You get a picture of how badly the nation’s economy has been bled from all its pores, on account of the oil theft, when you listen to the Minister of Finance, Dr Ngozi Okonjo-Iweala. She said the nation was losing about 300,000 barrels of crude per day which translates to the loss of $1 billion in revenue per month. So on the average, the nation loses $12 billion per annum to oil thieves, yet, it pays billions of Naira for the protection of the same vandalised pipelines. Little wonder we have a plethora of private jets in the country.  It does not make sense!


It is not enough for government to say the 10-year Tompolo contract will not be renewed, it should indeed demand an explanation for the sharp rise in oil theft. Otherwise, the impression will be created that government is treating this economic sabotage with kids glove because it is either a conniver or that it is helpless. None will be appeasing.  Only in such a government will a security man be so serviced with huge salary and reward when his master’s prized properties and treasures are being stolen with vexatious efficiency.


All kinds of economic malfeasance now take place in the Niger Delta. With illegal refineries in almost everywhere in the creeks, booming illegal bunkering , naked theft of crude oil and routine pipeline vandalism, the nation’s economy is indeed hemorrhaging  and unless some caution is urgently applied, a collapse is imminent, no matter what government propagandists want us to believe.
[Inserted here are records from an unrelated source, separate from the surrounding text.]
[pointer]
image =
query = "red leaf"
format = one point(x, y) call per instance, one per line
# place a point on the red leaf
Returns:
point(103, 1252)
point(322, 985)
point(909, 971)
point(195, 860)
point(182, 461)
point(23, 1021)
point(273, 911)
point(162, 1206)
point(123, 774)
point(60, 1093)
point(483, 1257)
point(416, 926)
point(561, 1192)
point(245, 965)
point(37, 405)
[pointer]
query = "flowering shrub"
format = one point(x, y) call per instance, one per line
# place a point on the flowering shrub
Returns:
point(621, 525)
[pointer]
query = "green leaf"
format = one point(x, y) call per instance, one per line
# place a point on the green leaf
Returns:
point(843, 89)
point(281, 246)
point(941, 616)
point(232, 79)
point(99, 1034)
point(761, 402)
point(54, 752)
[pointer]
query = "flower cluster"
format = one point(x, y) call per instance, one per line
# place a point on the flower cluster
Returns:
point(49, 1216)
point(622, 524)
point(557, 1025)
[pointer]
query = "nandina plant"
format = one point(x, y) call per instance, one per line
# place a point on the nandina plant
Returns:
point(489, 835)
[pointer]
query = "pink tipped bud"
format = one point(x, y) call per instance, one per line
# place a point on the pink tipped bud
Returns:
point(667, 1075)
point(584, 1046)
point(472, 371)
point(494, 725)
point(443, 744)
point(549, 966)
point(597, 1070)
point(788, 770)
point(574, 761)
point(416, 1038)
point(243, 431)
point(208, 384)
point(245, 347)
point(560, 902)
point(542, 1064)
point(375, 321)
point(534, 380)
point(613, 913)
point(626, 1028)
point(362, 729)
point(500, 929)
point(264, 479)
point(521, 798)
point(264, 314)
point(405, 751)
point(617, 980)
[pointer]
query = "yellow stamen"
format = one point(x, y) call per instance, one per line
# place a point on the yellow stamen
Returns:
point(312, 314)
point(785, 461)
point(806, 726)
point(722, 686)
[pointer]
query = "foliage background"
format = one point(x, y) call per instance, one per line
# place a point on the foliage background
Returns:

The final and last issue on this matter is the subtext:  what has been the lot of the people of the Niger Delta four years after the so-called amnesty programme was  granted?  What is the fortune line of the region? Yes, former insurgents are being trained in local and foreign institutions and centres, what has happened to the vast majority of the people of the zone? Where are the promised roads, hospitals, schools, bridges, and all the accoutrements of better life, whose absence, ab initio, powered the protests in the region?


Pray, was the entire amnesty programme meant to just “settle” the “troublemakers” of the region and forget the rest of the peaceful people of the region in their aged misery and fury? Was that the intent of Yar’ Ádua? I scarcely think so!